L'analista ha aggiunto che i $63.000 stavano ormai fallendo come supporto dopo essersi indeboliti nel corso di agosto, avendo in precedenza notato che la media mobile esponenziale a 50 mesi (EMA) a $65.827 era tornata a fare da resistenza — un pattern che ha paragonato al mercato ribassista del 2022. Le medie mobili calcolate su archi mensili, come la EMA a 50 mesi, funzionano come indicatori di tendenza di lungo periodo, motivo per cui gli analisti considerano i passaggi tra supporto e resistenza su quella scala potenziali segnali di un cambiamento di tendenza più ampio.

Cointelegraph ha già segnalato la crescente probabilità di un evento di liquidazione delle posizioni lunghe sul Bitcoin mentre si avvicina a un'area di liquidità intorno ai $61.000, in un contesto di crescente open interest (OI) nei mercati dei derivati. Le liquidazioni avvengono quando gli exchange chiudono forzatamente posizioni con leva che non soddisfano più i requisiti di margine, e le liquidazioni delle posizioni lunghe in particolare possono amplificare i movimenti ribassisti immettendo vendita forzata in un mercato in calo; l'open interest — il valore totale dei contratti futures in essere — è un indicatore standard di quanta leva si è accumulata.

«I trader hanno assunto un rischio sostanziale, in gran parte in posizione lunga, in un mercato che non mostra una domanda corrispondente», ha sintetizzato la piattaforma di analisi onchain Glassnode nell'ultima edizione della sua newsletter periodica, The Week Onchain.

PCE al centro mentre il Bitcoin ignora il sollievo sull'inflazione

Nella sua ultima analisi, la società di trading e investimento QCP Capital ha richiamato l'attenzione sul rifiuto dei mercati crypto di fare rally su condizioni inflazionistiche USA in miglioramento — un fenomeno che ha definito «sempre più importante».

«La settimana scorsa, BTC ha dimostrato resilienza nell'assorbire diverse notizie negative senza una rottura sostenuta», ha scritto QCP, aggiungendo:

«Questa settimana ha rafforzato la distinzione tra resilienza e momentum: il range rimane intatto, ma i dati sull'inflazione più moderati hanno finora generato solo una risposta contenuta da parte del mercato crypto.»
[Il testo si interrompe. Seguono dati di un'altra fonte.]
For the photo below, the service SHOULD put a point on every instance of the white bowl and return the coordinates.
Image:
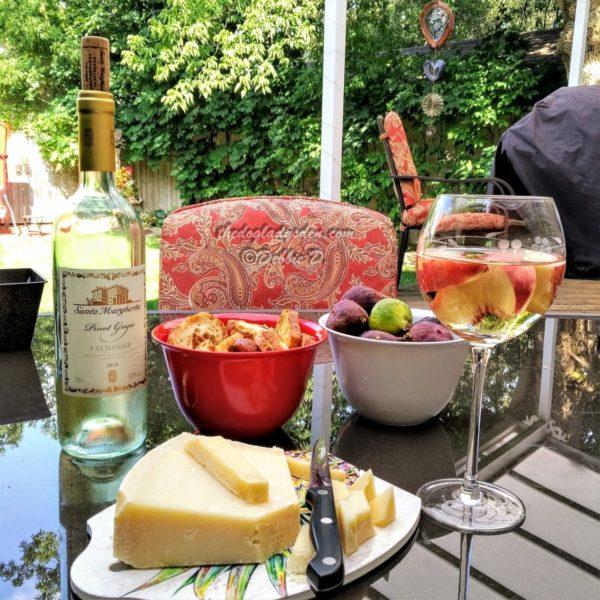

L'azienda ha aggiunto che i trader macro sono ora concentrati sulla pubblicazione del 26 agosto dell'indice delle spese per i consumi personali (PCE), noto come indicatore preferito dalla Federal Reserve per misurare l'inflazione. L'ultima lettura dell'indice, a luglio, ha segnato il primo calo mensile dal 2020, secondo i dati del Bureau of Economic Analysis. Essendo un mercato che opera 24 ore su 24, i prezzi delle criptovalute si adeguano ai dati USA al di fuori dei consueti orari azionari, il che rende la lettura del PCE, insieme alla chiusura settimanale di domenica, uno dei prossimi appuntamenti previsti sul calendario dei trader.